To be successful, whatever product you hope to sell must remain competitive and profitable for all involved parties.

When I began to think about pricing strategies, a story about a recent experience with a friend immediately came to mind. He’s a huge barbeque aficionado and smokes his own meat on a regular basis.

I think he spent $10,000 on his latest smoker, so he’s serious. I’ve enjoyed feasts of pork and beef at his place along with his own recipe for barbeque sauce. (Simply delicious!)

A few months ago, he told me that he was going to start mass-producing and selling his sauce. My first thought: “Are you nuts? Have you not seen how many varieties already stuffing the local grocery store shelves?”

Instead, I tried to be supportive, asking him about his cost to produce as well as the target sales price. He said the sauce costs him about $5 per jar to produce, plus 50 cents for freight, and he anticipates stores will sell it for about $10 per jar.

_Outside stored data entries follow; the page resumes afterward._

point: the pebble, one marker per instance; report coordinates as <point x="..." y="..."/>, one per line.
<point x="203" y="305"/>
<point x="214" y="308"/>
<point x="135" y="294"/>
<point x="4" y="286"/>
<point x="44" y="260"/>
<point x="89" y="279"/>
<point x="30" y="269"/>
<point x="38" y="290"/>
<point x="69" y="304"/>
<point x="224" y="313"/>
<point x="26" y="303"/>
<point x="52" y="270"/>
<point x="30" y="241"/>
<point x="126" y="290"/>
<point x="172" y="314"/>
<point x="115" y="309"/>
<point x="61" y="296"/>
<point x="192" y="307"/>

Bluntly, I told him the math doesn’t work. If his landed cost is $5.50 and the stores need to make 40 percent margin, it means he would only make 50 cents per jar, 10 percent gross margin. Considering most businesses require a 25 percent margin to stay afloat, I figured he would be losing 15 percent on every sale. Not good, no matter how creative the accounting!

Right From The Start

When bringing a new product to market, the process starts by setting a price point that will work for the target audience (the buyer). At Radial Engineering, we had two “magic” price points in mind: the ProDI direct box would be the workhorse for weekend warriors and priced at $99, while the JDI would be a premium product with a Jensen transformer for pro concert touring, priced at $199.

During the many talks I conducted around the globe over the years, I would always ask the audience: “What is the most important feature of a product for a sound engineer or artist?” Invariably, they would always answer: “Good sound.” My response was: “Yes, good sound is important but no sound is even more important!”

In other words, if you have 20,000 screaming fans at a show and the device breaks down halfway through a set, people are going to get fired. I always focused on the durability of the product as being a critical part of choosing a product.

Saving a few bucks by buying a second-rate product simply does not make sense. Shure purportedly launched the SM58 at a trade show with a hammer and a nail, showing how the microphone’s finish could stand up to anything. This set the pace for quality construction that continues with this iconic industry standard to this day.

A product’s price point establishes a price structure that will work all the way down the line. To be successful, the product must remain competitive and profitable for all involved parties.

For instance, when a distributor imports a product and sells it to retailers, it requires setting a retail price, a MAP (minimum advertised price or street price) and then working backwards and forwards from cost to see if it works. The following is a common scenario:

Retail price: $100

MAP: $89.99 (10 percent off – 33 percent gross margin)

Dealer cost: $60 (40 percent margin from retail)

Wholesale cost: $54 (extra 10 percent off dealer cost)

Distributor cost: $50 (20 percent off dealer cost)

Manufacturer cost: $25 (50 percent gross margin)

To calculate the landed cost, freight, duties and other import tariffs must be included. For my friend to be marginally profitable with his barbeque sauce, he would have to land it for about $4. He figures he’ll be able to do so as his volume increases and production costs decrease. Although this may be the case, it’s a tough road to follow as you can only lose money for so long. A business needs cashflow to survive!